F. B. Hole.
(Extracted from Scripture Truth Vol. 38, 1953-5, page 1.)
As we enter upon another year we are reminded that the pilgrimage of the church is going to end in the rest of God, and we do well to listen to the exhortation, "Let us labour therefore to enter into that rest." And the more so, since the exhortation leads us to the great High Priest, who is on high, and connected with Him we find the word of God on the one hand, and the throne of grace on the other.
The word of God is indeed profitable for doctrine and instruction in righteousness, as we learn in another scripture, but here it is its living, powerful, piercing, discerning character that is emphasized. As we are conscious of these features, we become aware of how much we need the ministry that flows from the great High Priest, who is in the seat of supreme power and yet is touched with the feeling of our infirmities. It is because of what He is that the throne has become to us a throne of grace, whatever it may be to others.
When we read the word we are listening to God speaking to us, but to the throne we are to come with boldness, for here we have the privilege of addressing ourselves to God.
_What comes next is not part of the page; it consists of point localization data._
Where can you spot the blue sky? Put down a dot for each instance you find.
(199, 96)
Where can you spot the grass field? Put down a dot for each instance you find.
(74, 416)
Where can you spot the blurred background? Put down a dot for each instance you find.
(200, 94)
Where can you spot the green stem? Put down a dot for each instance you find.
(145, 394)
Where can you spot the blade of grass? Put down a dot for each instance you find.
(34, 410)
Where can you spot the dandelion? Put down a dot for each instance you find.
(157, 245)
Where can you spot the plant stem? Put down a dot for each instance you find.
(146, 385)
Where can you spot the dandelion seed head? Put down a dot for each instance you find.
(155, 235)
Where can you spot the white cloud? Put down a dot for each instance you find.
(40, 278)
We must however in our minds lay as much emphasis on the fact that it is a throne as upon the fact that it is a throne of grace.
If we rightly appreciate the fact that it is a throne we shall at once be impressed by His majesty, and gain a sense of our own littleness. Grace indicates that those who receive the favour are undeserving, and we are therefore awakened to the fact of our sinfulness and His mercy. We do indeed need that all these things become increasingly real to us.
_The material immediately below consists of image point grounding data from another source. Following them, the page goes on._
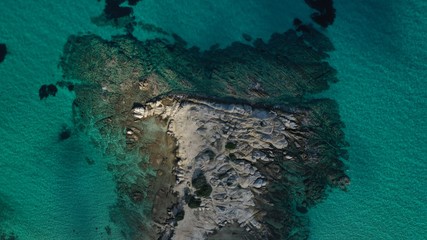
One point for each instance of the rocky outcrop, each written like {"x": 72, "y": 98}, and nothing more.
{"x": 221, "y": 149}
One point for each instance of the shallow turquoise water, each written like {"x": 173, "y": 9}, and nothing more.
{"x": 49, "y": 189}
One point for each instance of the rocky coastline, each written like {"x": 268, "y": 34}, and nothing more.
{"x": 211, "y": 144}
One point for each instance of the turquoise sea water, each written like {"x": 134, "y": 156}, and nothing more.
{"x": 49, "y": 191}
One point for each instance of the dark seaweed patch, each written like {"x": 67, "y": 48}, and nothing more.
{"x": 47, "y": 90}
{"x": 3, "y": 51}
{"x": 113, "y": 9}
{"x": 326, "y": 12}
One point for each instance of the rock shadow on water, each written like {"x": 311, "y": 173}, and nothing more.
{"x": 47, "y": 90}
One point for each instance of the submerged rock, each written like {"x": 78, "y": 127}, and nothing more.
{"x": 3, "y": 52}
{"x": 227, "y": 154}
Let us exhort one another to give the word of God a larger and more authoritative place in our thoughts and lives Thus we may more clearly judge our own motives, and give a more simple obedience to God's will and way for our steps.
Let us also have more recourse to the throne of grace, that we may obtain the mercy and seasonable help that we need. Only, let us maintain in our hearts, and express in word and attitude, a due sense of the majesty of the One to whom we come, so that in our prayers, and more especially in public prayer, we avoid all undue familiarity of address, while maintaining a sense of that nearness in which grace has set us.
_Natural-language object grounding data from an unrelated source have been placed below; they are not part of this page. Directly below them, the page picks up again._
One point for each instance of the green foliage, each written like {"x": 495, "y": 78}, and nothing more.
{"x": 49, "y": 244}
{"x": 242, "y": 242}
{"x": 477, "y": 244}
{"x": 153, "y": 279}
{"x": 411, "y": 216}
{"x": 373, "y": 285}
Let no one think that this brief word of exhortation is unnecessary. Bibles indeed are multiplied, but the consistent and prayerful study of them seems to be less frequent. Consequently the need of prayer and the desire for it seems to be less felt. If God in His mercy granted to us some reviving in both these directions, a benefit to the whole church of God would soon be manifested. And not only so, for we believe there would be an overflow, which would produce an out-gathering from the world. So may it be to the glory of our Lord Jesus Christ, and the blessing of many.